What I'm reading: Blind Faith, by CJ Lyons
There are those who write via a "discovery draft" racing to get from page one to 'the end' and then going back and revising. And revising. And revising. This is the approach of NaNoWriMo--write it all; no edits. That's a process I've never been able to embrace, so I was heartened once when I attended a workshop given by Linda Howard. She said she writes, then backs up and fixes, then moves forward, then backs up and fixes some more. She likened her process to using a zig-zag sewing machine. When she finished, she said, the manuscript was ready to send to her editor.
Her method is close to the way I write. I edit as I go. (Heck, I plot as I go, too!) Here's an example of my process from my current WIP, another of my Pine Hills Police series.

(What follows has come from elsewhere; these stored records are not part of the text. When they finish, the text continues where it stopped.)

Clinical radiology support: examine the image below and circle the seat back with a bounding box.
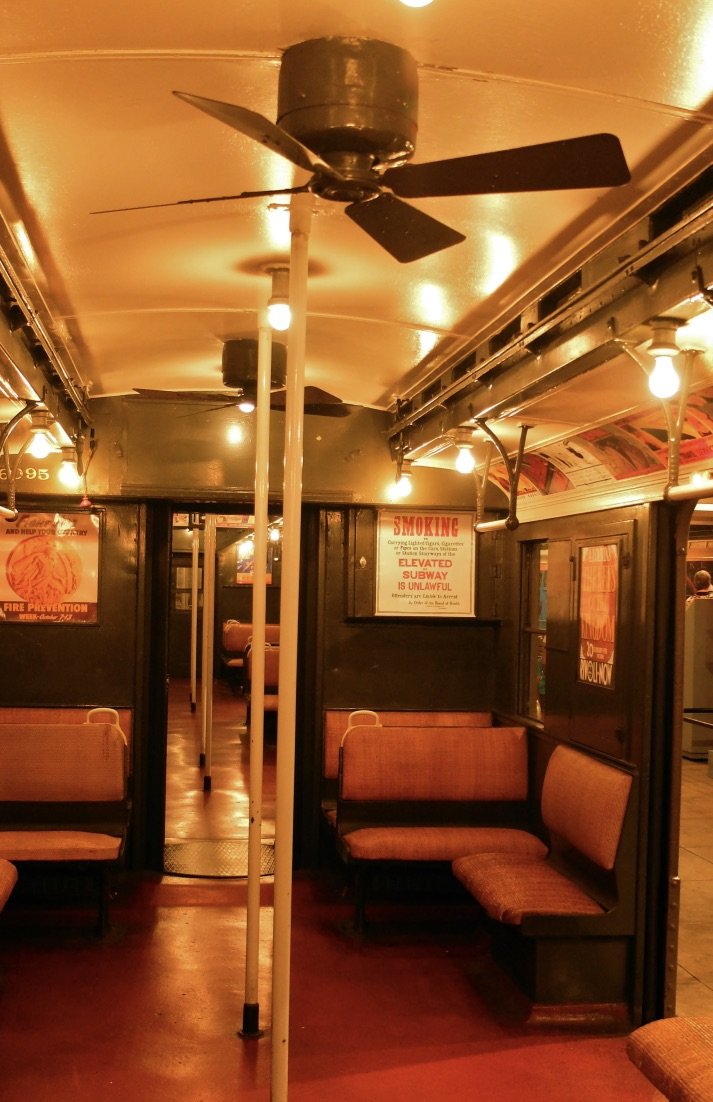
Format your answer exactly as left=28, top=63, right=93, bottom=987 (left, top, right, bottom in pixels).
left=541, top=745, right=632, bottom=871
left=0, top=723, right=128, bottom=803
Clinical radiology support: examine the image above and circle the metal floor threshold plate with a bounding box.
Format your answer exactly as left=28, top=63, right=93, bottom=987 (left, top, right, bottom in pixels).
left=163, top=839, right=275, bottom=878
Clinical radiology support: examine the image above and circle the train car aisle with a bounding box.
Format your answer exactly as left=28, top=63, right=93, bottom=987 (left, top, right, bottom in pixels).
left=0, top=870, right=655, bottom=1102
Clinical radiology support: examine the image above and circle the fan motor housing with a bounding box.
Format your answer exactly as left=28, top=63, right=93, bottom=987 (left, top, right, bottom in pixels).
left=222, top=339, right=286, bottom=391
left=277, top=37, right=418, bottom=166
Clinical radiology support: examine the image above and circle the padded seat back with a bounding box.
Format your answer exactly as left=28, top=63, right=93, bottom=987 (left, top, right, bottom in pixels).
left=541, top=745, right=632, bottom=870
left=340, top=725, right=528, bottom=802
left=0, top=723, right=127, bottom=803
left=323, top=708, right=493, bottom=783
left=222, top=620, right=252, bottom=657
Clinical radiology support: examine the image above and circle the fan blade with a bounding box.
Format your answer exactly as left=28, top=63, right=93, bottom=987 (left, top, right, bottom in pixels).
left=270, top=386, right=353, bottom=418
left=382, top=133, right=631, bottom=198
left=93, top=186, right=308, bottom=215
left=173, top=91, right=347, bottom=181
left=345, top=193, right=465, bottom=263
left=132, top=388, right=240, bottom=403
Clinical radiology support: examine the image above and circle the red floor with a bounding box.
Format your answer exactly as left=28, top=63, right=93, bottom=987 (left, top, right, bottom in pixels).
left=0, top=679, right=660, bottom=1100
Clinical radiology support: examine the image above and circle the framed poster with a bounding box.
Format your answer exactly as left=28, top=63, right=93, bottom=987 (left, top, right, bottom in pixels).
left=375, top=509, right=476, bottom=617
left=0, top=511, right=100, bottom=623
left=235, top=539, right=273, bottom=585
left=577, top=542, right=618, bottom=688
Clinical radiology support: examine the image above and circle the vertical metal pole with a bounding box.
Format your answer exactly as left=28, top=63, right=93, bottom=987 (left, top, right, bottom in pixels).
left=201, top=513, right=217, bottom=789
left=270, top=191, right=311, bottom=1102
left=190, top=524, right=200, bottom=712
left=241, top=310, right=271, bottom=1039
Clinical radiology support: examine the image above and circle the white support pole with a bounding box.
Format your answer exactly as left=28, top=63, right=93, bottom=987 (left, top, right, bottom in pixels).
left=241, top=310, right=272, bottom=1039
left=190, top=524, right=200, bottom=712
left=270, top=191, right=311, bottom=1102
left=201, top=513, right=217, bottom=788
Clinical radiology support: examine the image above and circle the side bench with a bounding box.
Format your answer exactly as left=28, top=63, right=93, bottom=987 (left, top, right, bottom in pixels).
left=336, top=723, right=544, bottom=928
left=453, top=743, right=636, bottom=1019
left=0, top=720, right=130, bottom=934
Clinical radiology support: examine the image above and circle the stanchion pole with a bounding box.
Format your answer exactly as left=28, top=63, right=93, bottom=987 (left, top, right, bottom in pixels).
left=190, top=523, right=199, bottom=712
left=240, top=310, right=272, bottom=1039
left=201, top=513, right=217, bottom=788
left=270, top=191, right=311, bottom=1102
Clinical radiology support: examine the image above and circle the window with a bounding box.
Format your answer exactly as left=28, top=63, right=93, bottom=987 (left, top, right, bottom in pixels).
left=522, top=541, right=548, bottom=720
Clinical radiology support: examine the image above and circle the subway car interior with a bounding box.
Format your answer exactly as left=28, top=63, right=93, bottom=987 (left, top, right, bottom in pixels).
left=1, top=3, right=713, bottom=1099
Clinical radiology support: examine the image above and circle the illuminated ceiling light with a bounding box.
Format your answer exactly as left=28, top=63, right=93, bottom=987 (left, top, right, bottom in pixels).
left=58, top=446, right=81, bottom=489
left=453, top=431, right=476, bottom=474
left=267, top=266, right=291, bottom=331
left=647, top=317, right=682, bottom=399
left=237, top=396, right=256, bottom=414
left=26, top=410, right=58, bottom=459
left=391, top=459, right=413, bottom=499
left=399, top=0, right=434, bottom=6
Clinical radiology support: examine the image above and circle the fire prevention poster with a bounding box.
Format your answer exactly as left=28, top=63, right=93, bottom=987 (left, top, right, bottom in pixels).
left=375, top=509, right=475, bottom=617
left=0, top=511, right=100, bottom=623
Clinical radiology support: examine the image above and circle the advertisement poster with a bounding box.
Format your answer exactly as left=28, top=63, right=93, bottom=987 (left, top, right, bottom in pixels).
left=0, top=511, right=100, bottom=623
left=235, top=540, right=273, bottom=585
left=376, top=509, right=475, bottom=617
left=578, top=542, right=618, bottom=688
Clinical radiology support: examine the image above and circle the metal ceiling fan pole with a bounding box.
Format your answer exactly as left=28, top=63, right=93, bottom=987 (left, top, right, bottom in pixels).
left=271, top=190, right=312, bottom=1102
left=241, top=312, right=272, bottom=1040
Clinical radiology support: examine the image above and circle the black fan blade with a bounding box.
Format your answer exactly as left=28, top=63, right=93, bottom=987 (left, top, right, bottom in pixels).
left=173, top=91, right=346, bottom=181
left=270, top=386, right=353, bottom=418
left=132, top=388, right=240, bottom=403
left=345, top=193, right=465, bottom=263
left=93, top=185, right=308, bottom=215
left=382, top=133, right=631, bottom=198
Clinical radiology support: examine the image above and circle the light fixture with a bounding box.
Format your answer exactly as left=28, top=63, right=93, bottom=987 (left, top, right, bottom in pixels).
left=647, top=317, right=681, bottom=399
left=267, top=266, right=291, bottom=332
left=399, top=0, right=434, bottom=6
left=391, top=459, right=413, bottom=499
left=453, top=432, right=476, bottom=474
left=238, top=395, right=256, bottom=414
left=58, top=446, right=81, bottom=489
left=26, top=410, right=58, bottom=459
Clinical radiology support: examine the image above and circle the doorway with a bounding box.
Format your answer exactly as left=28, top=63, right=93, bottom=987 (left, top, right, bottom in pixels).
left=162, top=509, right=280, bottom=877
left=676, top=511, right=713, bottom=1013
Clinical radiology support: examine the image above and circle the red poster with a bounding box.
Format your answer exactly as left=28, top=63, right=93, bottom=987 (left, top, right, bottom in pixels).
left=0, top=511, right=100, bottom=623
left=578, top=543, right=618, bottom=688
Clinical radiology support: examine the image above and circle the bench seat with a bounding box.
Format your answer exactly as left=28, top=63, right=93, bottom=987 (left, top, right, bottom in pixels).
left=453, top=851, right=605, bottom=922
left=0, top=720, right=130, bottom=933
left=345, top=826, right=547, bottom=863
left=0, top=859, right=17, bottom=909
left=453, top=743, right=636, bottom=1017
left=627, top=1016, right=713, bottom=1101
left=0, top=830, right=123, bottom=862
left=336, top=723, right=533, bottom=927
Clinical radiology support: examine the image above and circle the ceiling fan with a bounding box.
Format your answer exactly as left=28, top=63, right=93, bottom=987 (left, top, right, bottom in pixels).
left=96, top=36, right=631, bottom=264
left=132, top=337, right=353, bottom=418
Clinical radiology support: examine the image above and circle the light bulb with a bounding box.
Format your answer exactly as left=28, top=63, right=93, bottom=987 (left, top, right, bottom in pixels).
left=267, top=300, right=291, bottom=331
left=58, top=449, right=81, bottom=489
left=27, top=432, right=55, bottom=459
left=455, top=445, right=476, bottom=474
left=400, top=0, right=433, bottom=6
left=649, top=356, right=680, bottom=399
left=238, top=397, right=256, bottom=414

Overall, my heroine's goal was to open her own bakery, so, of course, my goal was to keep that from happening—or at least, to delay it.
Since I prefer to escalate the conflict rather than throw the reader into a full-blown crisis on page one, I began with simple accidents and setbacks as her contractor and crew (which she refers to as the Klutz Brigade) worked to get her bakery finished so she could open on time.
But that's not really enough of a conflict to carry the entire book. Since the book is a romantic suspense, and the hero is a former homicide detective, I threw in a dead body.